On a typical Monday morning, an enterprise operations team receives multiple AWS Health notifications about Amazon Linux 2 end-of-life, RDS version deprecations, and EC2 instance retirements across 50+ accounts. Without self-service analytics, the team has no way to quickly identify the events that affect production systems, the events that require immediate action versus long-term planning, and the business impact of each event category.
Operations teams also spend time waiting for Technical Account Managers (TAMs) to interpret health events, adding delays to critical operational decisions. The result is time spent on reactive firefighting rather than innovation.
In this post, we show you how to build Chaplin (Customer Health and Planned Lifecycle Intelligence Nexus), an open source solution that uses AI agents exposed through the Model Context Protocol (MCP) to provide self-service health event analytics. With Chaplin, teams can ask questions in natural language directly from MCP-compatible AI assistants and receive precise, contextualized answers without depending on AWS Support for routine analysis. Detailed deployment instructions are available in the Chaplin AWS Health Agentic Assistant GitHub repository.
Enterprises running production workloads on AWS manage a constant stream of health events – service changes, maintenance windows, security patches, and operational notifications – across dozens or hundreds of accounts. AWS Health provides comprehensive event data through the AWS Health API and Amazon EventBridge, but reactive management approaches leave gaps.
Eligible Health events will soon be linked directly to AWS Transform templates, enabling customers to act on events directly. Chaplin can surface and prioritize these actionable events for your environment.

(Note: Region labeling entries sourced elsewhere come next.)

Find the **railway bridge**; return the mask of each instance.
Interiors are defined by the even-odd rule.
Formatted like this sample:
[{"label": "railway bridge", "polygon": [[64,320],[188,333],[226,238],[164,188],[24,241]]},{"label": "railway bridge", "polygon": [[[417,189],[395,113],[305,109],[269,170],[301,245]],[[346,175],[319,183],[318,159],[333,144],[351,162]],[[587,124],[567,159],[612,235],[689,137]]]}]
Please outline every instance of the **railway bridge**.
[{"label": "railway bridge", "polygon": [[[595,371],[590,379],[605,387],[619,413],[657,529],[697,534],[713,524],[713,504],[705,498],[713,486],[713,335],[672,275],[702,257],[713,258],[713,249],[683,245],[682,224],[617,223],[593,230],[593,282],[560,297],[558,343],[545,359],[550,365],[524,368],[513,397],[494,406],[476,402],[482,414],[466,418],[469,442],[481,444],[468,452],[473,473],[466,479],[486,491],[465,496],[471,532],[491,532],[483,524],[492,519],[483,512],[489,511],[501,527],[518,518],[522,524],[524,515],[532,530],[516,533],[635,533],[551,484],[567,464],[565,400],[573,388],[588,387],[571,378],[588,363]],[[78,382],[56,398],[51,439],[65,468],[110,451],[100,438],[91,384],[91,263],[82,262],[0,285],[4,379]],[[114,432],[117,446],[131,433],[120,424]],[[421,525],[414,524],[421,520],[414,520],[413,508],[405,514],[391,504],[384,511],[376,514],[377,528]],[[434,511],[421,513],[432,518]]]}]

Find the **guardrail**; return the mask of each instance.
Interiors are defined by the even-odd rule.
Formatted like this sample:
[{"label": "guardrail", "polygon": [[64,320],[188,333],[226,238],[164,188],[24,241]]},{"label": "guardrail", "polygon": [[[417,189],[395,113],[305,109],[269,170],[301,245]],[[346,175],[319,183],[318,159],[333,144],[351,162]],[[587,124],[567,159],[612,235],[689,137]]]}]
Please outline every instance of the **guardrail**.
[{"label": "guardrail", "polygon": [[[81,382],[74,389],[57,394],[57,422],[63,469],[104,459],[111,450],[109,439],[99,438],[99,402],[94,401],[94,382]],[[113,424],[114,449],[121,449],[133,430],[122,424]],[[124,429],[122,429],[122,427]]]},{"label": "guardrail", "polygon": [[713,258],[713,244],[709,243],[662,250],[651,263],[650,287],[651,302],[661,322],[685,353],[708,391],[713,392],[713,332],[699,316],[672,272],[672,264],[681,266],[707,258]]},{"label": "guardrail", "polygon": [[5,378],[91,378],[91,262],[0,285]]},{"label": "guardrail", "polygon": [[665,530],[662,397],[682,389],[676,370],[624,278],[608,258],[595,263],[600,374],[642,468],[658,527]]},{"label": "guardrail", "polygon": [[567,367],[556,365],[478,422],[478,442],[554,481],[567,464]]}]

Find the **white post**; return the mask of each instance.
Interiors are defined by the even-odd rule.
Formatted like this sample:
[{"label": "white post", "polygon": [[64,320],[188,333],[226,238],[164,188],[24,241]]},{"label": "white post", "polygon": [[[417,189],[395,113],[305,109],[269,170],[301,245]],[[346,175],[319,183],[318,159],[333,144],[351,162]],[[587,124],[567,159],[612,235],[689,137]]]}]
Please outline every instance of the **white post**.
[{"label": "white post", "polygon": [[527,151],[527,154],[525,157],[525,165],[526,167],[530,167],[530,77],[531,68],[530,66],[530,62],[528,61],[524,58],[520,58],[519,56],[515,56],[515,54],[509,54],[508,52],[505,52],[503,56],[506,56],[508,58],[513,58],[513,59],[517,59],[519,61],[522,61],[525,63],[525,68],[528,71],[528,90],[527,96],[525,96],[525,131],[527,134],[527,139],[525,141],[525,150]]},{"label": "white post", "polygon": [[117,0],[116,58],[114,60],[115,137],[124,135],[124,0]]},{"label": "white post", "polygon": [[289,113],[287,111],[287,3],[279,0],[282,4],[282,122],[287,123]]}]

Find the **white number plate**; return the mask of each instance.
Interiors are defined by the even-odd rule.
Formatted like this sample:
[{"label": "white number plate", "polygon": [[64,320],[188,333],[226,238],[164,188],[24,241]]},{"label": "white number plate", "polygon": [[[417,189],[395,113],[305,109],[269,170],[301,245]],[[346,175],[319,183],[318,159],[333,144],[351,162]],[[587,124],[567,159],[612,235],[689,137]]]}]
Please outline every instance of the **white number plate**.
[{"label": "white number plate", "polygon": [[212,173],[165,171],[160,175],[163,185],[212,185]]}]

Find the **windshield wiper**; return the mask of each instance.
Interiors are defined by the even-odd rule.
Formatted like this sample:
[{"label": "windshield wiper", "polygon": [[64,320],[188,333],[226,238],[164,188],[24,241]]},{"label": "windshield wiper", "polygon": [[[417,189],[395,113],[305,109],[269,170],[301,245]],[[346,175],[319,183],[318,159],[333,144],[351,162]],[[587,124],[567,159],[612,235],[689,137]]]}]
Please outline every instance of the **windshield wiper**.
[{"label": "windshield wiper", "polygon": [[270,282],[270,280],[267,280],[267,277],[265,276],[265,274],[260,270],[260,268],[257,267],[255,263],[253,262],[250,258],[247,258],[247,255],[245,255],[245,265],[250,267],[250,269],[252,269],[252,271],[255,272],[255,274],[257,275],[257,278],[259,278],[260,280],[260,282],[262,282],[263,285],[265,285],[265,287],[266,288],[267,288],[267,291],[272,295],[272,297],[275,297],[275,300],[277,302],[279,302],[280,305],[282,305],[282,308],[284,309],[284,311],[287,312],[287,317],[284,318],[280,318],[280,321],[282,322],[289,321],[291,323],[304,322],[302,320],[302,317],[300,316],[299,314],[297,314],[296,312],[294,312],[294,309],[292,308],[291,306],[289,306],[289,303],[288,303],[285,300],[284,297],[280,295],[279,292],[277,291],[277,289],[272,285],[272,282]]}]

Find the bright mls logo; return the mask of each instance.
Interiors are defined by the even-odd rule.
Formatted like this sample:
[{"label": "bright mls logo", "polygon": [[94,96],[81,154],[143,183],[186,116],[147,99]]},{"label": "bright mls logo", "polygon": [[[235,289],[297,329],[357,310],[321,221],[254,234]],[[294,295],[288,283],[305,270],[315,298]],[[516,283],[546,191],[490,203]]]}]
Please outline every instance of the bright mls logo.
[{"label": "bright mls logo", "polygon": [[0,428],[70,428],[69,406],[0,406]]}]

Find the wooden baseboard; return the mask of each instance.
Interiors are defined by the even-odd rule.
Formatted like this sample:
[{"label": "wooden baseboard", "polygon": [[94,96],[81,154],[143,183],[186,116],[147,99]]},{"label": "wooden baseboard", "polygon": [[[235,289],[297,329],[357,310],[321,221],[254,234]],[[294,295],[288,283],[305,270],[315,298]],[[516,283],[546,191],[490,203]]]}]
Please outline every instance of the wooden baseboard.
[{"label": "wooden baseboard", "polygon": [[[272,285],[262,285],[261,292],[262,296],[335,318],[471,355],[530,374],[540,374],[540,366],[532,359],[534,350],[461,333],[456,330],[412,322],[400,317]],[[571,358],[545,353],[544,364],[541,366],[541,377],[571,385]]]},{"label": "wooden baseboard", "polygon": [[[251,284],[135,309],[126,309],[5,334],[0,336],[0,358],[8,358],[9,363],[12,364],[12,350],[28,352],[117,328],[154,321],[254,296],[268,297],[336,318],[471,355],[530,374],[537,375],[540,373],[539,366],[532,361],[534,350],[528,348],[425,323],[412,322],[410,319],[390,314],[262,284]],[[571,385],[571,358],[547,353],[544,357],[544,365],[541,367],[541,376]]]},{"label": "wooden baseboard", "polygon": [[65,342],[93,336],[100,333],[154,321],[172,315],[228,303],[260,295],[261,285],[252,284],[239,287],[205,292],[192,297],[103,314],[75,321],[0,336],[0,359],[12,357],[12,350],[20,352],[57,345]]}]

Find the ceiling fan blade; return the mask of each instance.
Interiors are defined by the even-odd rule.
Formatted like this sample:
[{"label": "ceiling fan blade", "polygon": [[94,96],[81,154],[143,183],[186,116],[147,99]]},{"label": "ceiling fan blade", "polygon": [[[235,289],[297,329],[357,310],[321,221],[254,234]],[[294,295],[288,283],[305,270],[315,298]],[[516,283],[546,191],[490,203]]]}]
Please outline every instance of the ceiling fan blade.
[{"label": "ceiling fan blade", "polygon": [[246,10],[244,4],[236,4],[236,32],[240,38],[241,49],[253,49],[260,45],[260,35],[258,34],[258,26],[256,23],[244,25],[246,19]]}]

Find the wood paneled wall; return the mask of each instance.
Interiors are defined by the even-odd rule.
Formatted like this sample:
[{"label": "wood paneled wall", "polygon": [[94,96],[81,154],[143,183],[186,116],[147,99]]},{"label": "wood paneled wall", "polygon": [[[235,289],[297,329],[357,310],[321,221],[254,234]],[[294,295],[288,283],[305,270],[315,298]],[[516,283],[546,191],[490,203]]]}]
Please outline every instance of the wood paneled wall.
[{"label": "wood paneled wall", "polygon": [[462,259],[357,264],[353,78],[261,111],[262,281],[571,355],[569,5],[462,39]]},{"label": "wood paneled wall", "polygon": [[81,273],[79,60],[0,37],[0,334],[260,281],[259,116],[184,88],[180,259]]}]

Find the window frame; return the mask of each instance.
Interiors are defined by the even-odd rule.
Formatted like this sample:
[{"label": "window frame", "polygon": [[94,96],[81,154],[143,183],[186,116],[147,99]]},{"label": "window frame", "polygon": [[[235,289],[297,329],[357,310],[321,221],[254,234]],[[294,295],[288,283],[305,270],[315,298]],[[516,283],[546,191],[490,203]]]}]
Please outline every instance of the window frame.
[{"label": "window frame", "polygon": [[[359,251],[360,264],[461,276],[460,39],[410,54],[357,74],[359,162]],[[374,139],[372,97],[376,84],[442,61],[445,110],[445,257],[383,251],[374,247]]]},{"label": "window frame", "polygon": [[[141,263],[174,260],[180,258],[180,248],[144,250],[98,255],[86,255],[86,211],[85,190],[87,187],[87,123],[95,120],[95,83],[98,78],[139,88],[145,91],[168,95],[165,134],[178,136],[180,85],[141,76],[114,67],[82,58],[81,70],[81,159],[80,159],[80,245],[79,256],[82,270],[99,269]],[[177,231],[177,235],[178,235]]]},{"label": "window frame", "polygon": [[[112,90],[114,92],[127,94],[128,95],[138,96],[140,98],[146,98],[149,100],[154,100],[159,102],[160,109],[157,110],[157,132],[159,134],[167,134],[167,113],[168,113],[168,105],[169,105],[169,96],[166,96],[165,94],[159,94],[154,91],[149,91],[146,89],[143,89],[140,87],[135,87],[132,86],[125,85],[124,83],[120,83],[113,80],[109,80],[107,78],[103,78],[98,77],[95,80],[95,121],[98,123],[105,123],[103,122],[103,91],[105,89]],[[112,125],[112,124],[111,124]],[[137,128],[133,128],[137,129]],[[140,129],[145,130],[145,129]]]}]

Chaplin implements self-service health event analytics using agentic AI powered by Amazon Bedrock, delivered through the Model Context Protocol (MCP). Instead of predefined dashboard schemas, Chaplin exposes AI-powered tools that MCP-compatible clients can consume. Teams interact with Chaplin directly from their AI assistant – such as Claude Code or Kiro CLI – and ask questions in natural language. For example, a team member might ask for upcoming RDS lifecycle events in the next 60 days, request a summary of open EC2 events prioritized by urgency, query security patches affecting production environments, or check which maintenance windows could affect high-priority applications.